JILL: Well, I didn't wish or pray -- except for you. Daddy, I only wanted a baby for you.


WILL: For me?! 


JILL: You told Mel you always wanted to have a boy around the house. I heard you tell him -- the first night they came here.


WILL: Wha--? Oh, honey-- Well, that didn't mean anything. I don't need a boy around the house. I've got a girl here I'm sort of partial to. Besides, what have I told you about eavesdropping?

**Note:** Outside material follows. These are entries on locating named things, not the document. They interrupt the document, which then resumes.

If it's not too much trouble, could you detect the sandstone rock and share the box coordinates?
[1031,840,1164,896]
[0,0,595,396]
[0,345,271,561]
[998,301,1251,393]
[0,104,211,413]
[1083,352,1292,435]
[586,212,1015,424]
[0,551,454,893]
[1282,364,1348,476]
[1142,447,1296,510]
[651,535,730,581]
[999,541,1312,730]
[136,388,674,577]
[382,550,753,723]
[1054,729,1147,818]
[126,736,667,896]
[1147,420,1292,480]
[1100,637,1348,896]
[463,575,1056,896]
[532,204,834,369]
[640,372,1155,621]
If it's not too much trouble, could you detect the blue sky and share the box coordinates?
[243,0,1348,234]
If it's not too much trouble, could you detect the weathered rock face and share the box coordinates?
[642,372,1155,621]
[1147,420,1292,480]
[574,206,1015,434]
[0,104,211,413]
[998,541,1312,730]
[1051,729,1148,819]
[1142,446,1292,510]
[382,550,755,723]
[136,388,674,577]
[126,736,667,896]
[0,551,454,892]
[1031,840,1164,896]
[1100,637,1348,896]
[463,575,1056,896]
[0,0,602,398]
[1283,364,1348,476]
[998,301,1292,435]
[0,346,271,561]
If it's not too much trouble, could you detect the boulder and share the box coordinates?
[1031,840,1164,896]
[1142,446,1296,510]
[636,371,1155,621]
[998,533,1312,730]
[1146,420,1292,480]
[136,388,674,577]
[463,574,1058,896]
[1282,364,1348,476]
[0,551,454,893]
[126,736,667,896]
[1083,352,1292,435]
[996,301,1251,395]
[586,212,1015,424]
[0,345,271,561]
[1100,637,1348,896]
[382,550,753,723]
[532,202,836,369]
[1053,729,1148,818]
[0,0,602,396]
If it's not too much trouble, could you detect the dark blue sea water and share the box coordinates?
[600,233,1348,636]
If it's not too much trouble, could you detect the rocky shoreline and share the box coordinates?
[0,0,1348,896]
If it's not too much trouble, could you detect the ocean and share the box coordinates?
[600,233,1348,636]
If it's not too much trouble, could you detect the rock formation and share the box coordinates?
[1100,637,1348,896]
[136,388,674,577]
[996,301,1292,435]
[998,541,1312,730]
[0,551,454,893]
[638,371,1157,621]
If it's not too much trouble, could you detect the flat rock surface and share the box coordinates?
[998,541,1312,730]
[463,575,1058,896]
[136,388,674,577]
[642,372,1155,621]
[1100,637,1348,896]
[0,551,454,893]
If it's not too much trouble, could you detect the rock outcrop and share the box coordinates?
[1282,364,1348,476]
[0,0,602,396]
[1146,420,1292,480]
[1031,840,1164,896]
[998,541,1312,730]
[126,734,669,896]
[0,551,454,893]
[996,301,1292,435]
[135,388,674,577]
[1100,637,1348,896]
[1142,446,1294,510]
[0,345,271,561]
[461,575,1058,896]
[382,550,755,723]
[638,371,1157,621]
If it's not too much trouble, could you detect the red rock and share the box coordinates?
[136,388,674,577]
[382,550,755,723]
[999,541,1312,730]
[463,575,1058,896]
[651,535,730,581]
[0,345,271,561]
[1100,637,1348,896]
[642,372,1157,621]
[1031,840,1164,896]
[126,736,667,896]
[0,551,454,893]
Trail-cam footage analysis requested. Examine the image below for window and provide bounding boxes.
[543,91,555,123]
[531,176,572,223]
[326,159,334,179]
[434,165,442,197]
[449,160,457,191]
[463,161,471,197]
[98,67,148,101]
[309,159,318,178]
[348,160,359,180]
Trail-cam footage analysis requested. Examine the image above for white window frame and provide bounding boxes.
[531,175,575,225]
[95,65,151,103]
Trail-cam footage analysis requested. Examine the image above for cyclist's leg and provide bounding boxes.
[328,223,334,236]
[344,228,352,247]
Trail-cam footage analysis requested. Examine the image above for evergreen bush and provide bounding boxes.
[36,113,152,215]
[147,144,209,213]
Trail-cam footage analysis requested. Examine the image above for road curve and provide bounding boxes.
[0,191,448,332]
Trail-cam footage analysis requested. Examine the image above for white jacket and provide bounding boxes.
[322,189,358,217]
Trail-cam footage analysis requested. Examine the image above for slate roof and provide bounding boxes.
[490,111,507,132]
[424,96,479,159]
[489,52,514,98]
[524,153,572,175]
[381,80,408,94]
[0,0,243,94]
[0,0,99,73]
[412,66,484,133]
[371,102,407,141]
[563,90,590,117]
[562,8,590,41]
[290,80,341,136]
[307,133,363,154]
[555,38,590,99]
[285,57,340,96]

JILL: It's wrong. It's very wrong.


WILL: You bet it is.


JILL: I didn't know it was this wrong, though. (BEAT) Gee, daddy, do you think they'll take him back?


MUSIC: CURTAIN


ANNOUNCER: You have just heard ROGERS OF THE GAZETTE, starring Mr. Will Rogers, Jr., with Parley Baer as Doc Clemens and Georgia Ellis as Maggie Button. Our story was written by Kathleen Hite, and produced and transcribed by Norman Macdonnell. Featured in the cast were Merry McGovern, Sam Edwards, Helen Kleeb, and Sammie Hill. The special music for ROGERS OF THE GAZETTE was composed by Rene Garriguenc and conducted by Wilbur Hatch.


MUSIC: THEME ... THEN IN BG, UNTIL END


ANNOUNCER: And now here is one of our CBS Radio stars.


EVE ARDEN: Hi, there. This is Eve Arden and Christmas is coming, so a happy holiday, everyone, from Mr. Boynton, Mr. Conklin, Walter, Harriet, the whole crew -- and Eve Arden, your Miss Brooks.


ANNOUNCER: And Christmas greetings from all our Stars' Address stars. And sincere wishes for a very happy New Year as well. Keep listening and all our stars will do their best to keep you entertained. Roy Rowan speaking. The Choraleers sing Tuesdays and Thursdays on the CBS Radio Network.